Note - Tutorial

1. VMs running GemFire discover each other through multicast messaging or a TCP location service, which is called a locator. The locator runs as a separate process to which each new VM connects to first discover the list of available peers.

2. The simplest type of of region is a replicated region. Every peer that hosts a replicated region stores a copy of the entire region locally. Changes to the replicated region are sent synchronously to all peers that host the region.

3. A partitioned region lets you control how many copies of your data will exist in the distributed system. The data is partitioned over all of the peers that host the partitioned region. GemFire automatically maintains the number of copies of each partition that you request.

The listener in only one of the VMs is invoked for each post. That's because partitioned regions choose one of the copies of the post to be the primary copy. By default GemFire only invokes the listener in the peer that holds the primary copy of each post.

4. Once you create a ClientCache, it maintains a pool of connections to the servers similar to a JDBC connection pool. However, with GemFire you do not need to retrieve connections from the pool and return them. That happens automatically as you perform operations on the regions. The pool locator property tells the client how to discover the servers. The client uses the same locator that the peers do to discover cache servers.

5. Setting the subscription enabled and subscription redundancy properties allow the client to subscribe to updates for entries that change in the server regions. You are going to subscribe to notifications about any people that are added. The updates are sent asynchronously to the client. Because the updates are sent asynchronously, they need to be queued on the server side. The subscription redundancy setting controls how many copies of the queue are kept on the server side. Setting the redundancy level to 1 means that you can lose 1 server without missing any updates.

6. Creating regions in the client is similar to creating regions in a peer. There are two main types of client regions, PROXY regions and CACHING_PROXY regions. PROXY regions store no data on the client. CACHING_PROXY regions allow the client to store keys locally on the client.


7. By creating a CACHING_PROXY, you told GemFire to cache any people that you create from this client. However, you can also choose to receive any updates to the people region that happen from other peers or other clients by invoking the registerInterest methods on the client. In this case you want to register interest in all people, so you cache the entire people regon on the client. The regular expression ".*" matches all keys in the people region.

8. You can dynamically add peers to the system while it is running.
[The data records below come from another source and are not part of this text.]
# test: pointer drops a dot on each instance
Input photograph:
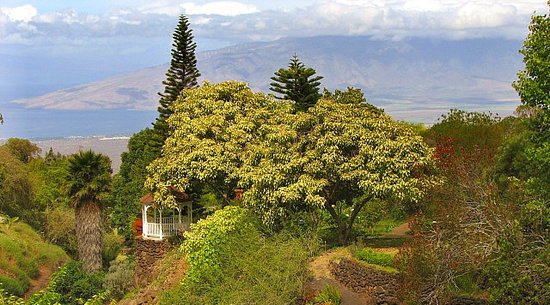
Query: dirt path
(322, 277)
(39, 283)
(401, 230)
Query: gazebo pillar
(160, 223)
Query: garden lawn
(22, 253)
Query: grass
(375, 259)
(22, 253)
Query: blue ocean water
(47, 124)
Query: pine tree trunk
(89, 235)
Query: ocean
(54, 124)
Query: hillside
(26, 260)
(416, 79)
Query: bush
(8, 299)
(60, 228)
(112, 244)
(73, 284)
(376, 258)
(231, 262)
(329, 295)
(119, 279)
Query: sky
(55, 44)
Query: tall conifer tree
(183, 73)
(297, 83)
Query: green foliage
(128, 183)
(297, 83)
(240, 265)
(226, 136)
(183, 73)
(112, 244)
(17, 187)
(370, 256)
(203, 243)
(466, 131)
(59, 228)
(88, 177)
(119, 278)
(329, 295)
(22, 251)
(74, 284)
(519, 277)
(22, 149)
(88, 185)
(50, 172)
(7, 298)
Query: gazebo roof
(180, 197)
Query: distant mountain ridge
(415, 79)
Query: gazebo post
(160, 223)
(144, 230)
(190, 214)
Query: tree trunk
(89, 235)
(342, 229)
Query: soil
(401, 230)
(323, 276)
(39, 283)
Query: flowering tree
(338, 152)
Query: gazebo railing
(170, 226)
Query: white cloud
(241, 21)
(23, 13)
(223, 8)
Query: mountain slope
(416, 78)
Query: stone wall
(380, 285)
(148, 254)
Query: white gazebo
(159, 223)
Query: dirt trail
(401, 230)
(39, 283)
(322, 277)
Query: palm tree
(88, 182)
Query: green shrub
(59, 228)
(73, 284)
(119, 279)
(13, 286)
(7, 298)
(203, 244)
(231, 262)
(22, 251)
(329, 295)
(376, 258)
(112, 244)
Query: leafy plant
(376, 258)
(119, 278)
(231, 262)
(329, 295)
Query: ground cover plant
(371, 256)
(22, 253)
(232, 262)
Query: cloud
(22, 13)
(240, 21)
(223, 8)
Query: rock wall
(382, 286)
(148, 254)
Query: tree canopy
(23, 149)
(337, 152)
(297, 83)
(183, 73)
(88, 183)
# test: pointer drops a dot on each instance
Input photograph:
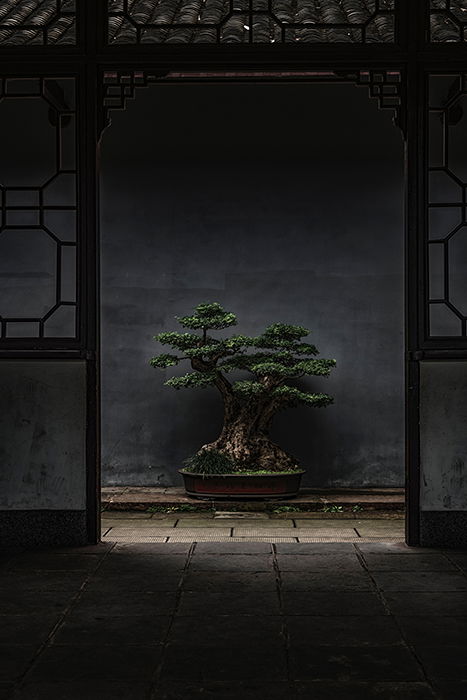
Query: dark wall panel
(284, 203)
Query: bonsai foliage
(272, 361)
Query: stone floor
(142, 497)
(243, 527)
(234, 620)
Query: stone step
(327, 503)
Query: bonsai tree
(273, 360)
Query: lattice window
(38, 208)
(447, 205)
(251, 21)
(41, 22)
(448, 20)
(383, 85)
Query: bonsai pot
(241, 485)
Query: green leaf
(192, 379)
(247, 388)
(208, 316)
(181, 341)
(164, 360)
(292, 396)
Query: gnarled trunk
(244, 438)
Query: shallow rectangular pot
(241, 485)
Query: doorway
(263, 197)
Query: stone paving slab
(237, 522)
(210, 620)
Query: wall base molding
(443, 528)
(42, 528)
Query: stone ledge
(140, 498)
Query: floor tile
(155, 549)
(126, 603)
(446, 662)
(420, 581)
(458, 559)
(14, 661)
(229, 580)
(6, 690)
(103, 630)
(117, 663)
(46, 581)
(249, 631)
(46, 562)
(451, 690)
(27, 629)
(427, 603)
(91, 690)
(19, 602)
(229, 547)
(140, 524)
(327, 690)
(390, 548)
(435, 631)
(401, 562)
(332, 603)
(237, 602)
(346, 631)
(325, 581)
(337, 524)
(126, 515)
(390, 663)
(233, 662)
(146, 564)
(229, 690)
(317, 562)
(327, 548)
(133, 581)
(238, 562)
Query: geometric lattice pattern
(448, 20)
(251, 21)
(383, 85)
(447, 205)
(34, 22)
(38, 209)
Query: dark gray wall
(284, 203)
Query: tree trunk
(245, 439)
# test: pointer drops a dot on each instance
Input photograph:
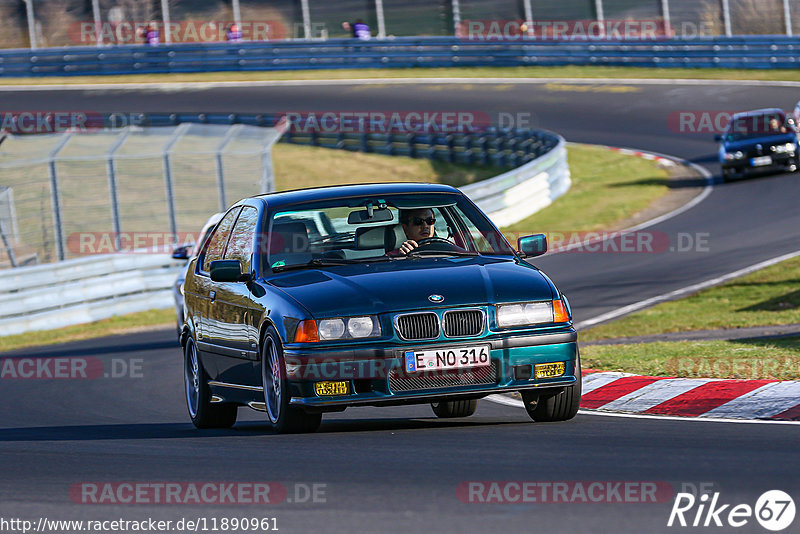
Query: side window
(240, 245)
(216, 247)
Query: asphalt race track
(400, 469)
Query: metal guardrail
(701, 52)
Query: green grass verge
(764, 298)
(595, 172)
(574, 72)
(120, 324)
(745, 359)
(607, 187)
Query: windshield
(749, 126)
(356, 230)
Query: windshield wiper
(329, 262)
(421, 253)
(333, 237)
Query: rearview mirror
(532, 245)
(363, 216)
(181, 253)
(227, 271)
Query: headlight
(531, 313)
(783, 149)
(349, 328)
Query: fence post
(381, 20)
(306, 19)
(787, 17)
(31, 23)
(97, 22)
(456, 17)
(55, 197)
(165, 18)
(726, 15)
(237, 14)
(526, 5)
(111, 170)
(179, 131)
(601, 17)
(667, 19)
(229, 135)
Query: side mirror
(531, 246)
(227, 271)
(181, 253)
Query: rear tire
(203, 413)
(284, 418)
(450, 409)
(561, 405)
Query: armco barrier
(760, 52)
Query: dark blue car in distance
(303, 302)
(758, 141)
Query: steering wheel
(432, 242)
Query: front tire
(559, 406)
(284, 418)
(203, 413)
(450, 409)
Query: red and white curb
(691, 397)
(713, 399)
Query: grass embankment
(567, 72)
(765, 298)
(595, 172)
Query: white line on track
(389, 81)
(501, 399)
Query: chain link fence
(71, 194)
(54, 23)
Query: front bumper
(375, 375)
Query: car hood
(407, 285)
(764, 140)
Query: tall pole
(526, 4)
(666, 16)
(787, 17)
(97, 22)
(726, 15)
(381, 21)
(306, 19)
(456, 16)
(31, 23)
(165, 18)
(237, 14)
(601, 16)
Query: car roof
(353, 190)
(759, 112)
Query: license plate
(442, 358)
(332, 388)
(549, 370)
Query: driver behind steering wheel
(418, 224)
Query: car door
(233, 308)
(210, 334)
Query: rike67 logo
(774, 510)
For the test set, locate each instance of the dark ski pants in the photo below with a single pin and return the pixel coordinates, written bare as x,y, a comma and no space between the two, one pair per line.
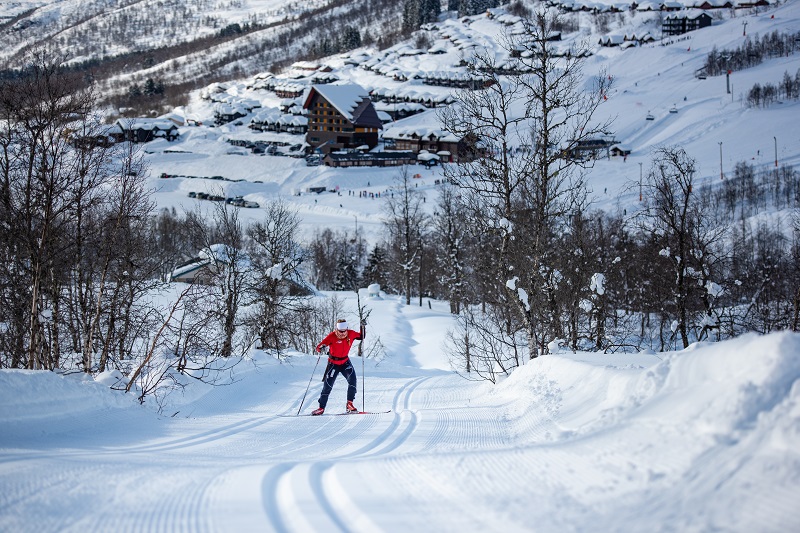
331,373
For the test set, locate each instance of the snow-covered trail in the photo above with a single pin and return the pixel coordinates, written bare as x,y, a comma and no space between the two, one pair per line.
698,440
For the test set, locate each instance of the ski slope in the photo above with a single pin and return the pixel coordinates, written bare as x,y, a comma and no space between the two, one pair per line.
704,439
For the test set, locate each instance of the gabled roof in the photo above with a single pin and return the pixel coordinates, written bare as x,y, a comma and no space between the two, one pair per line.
350,100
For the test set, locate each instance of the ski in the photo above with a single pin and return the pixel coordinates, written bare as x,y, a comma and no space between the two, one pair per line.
339,414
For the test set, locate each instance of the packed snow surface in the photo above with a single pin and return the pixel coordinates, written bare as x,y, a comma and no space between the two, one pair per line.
704,439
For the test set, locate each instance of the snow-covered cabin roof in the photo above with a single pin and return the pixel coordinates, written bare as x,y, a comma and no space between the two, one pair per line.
145,124
419,132
346,98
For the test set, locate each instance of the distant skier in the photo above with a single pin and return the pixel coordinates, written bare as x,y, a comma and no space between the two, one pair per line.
339,342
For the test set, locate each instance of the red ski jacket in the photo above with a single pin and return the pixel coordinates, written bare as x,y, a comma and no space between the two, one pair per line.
339,348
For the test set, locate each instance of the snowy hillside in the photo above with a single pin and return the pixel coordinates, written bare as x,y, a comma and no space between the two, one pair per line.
700,440
714,127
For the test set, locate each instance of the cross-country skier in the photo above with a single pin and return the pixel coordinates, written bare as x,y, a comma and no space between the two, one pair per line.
338,342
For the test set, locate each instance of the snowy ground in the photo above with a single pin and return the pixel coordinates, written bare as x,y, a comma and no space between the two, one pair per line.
704,439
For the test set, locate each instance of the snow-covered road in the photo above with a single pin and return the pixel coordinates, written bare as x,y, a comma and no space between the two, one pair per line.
699,440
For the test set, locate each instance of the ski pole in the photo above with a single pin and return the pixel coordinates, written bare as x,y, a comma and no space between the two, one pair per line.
363,373
309,383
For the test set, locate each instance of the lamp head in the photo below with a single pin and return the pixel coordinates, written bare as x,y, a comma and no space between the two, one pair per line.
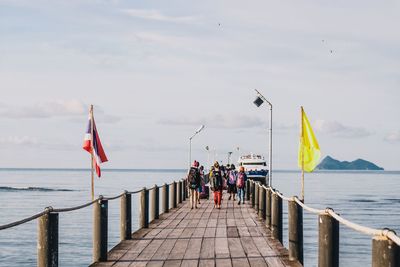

The new peers are automatically discovered by the other peers and the client. The new peers automatically receive a copy of any replicated regions they create. However, partitioned regions do not automatically redistribute data to the new peer unless you explicitly instruct GemFire to rebalance the partitioned region. With the cacheserver script, you can pass a command line flag indicating that the new peer should trigger a rebalance of all partitioned regions.

9. GemFire supports shared-nothing persistence. Each VM writes its portion of the region data to its own disk files. For the People region, each peer will be writing the entire region to its own disk files. For the Posts region a copy of each post will reside on two different peers.

10. When you restart persistent members, you need to call cacheserver start in parallel for each server.
The reason is that GemFire ensures that your complete data set is recovered before allowing the VMs to start. Remember that each VM is persisting only part of the Posts region. Each GemFire VM waits until all of the posts are available before starting. This protects you from seeing an incomplete view of the posts region.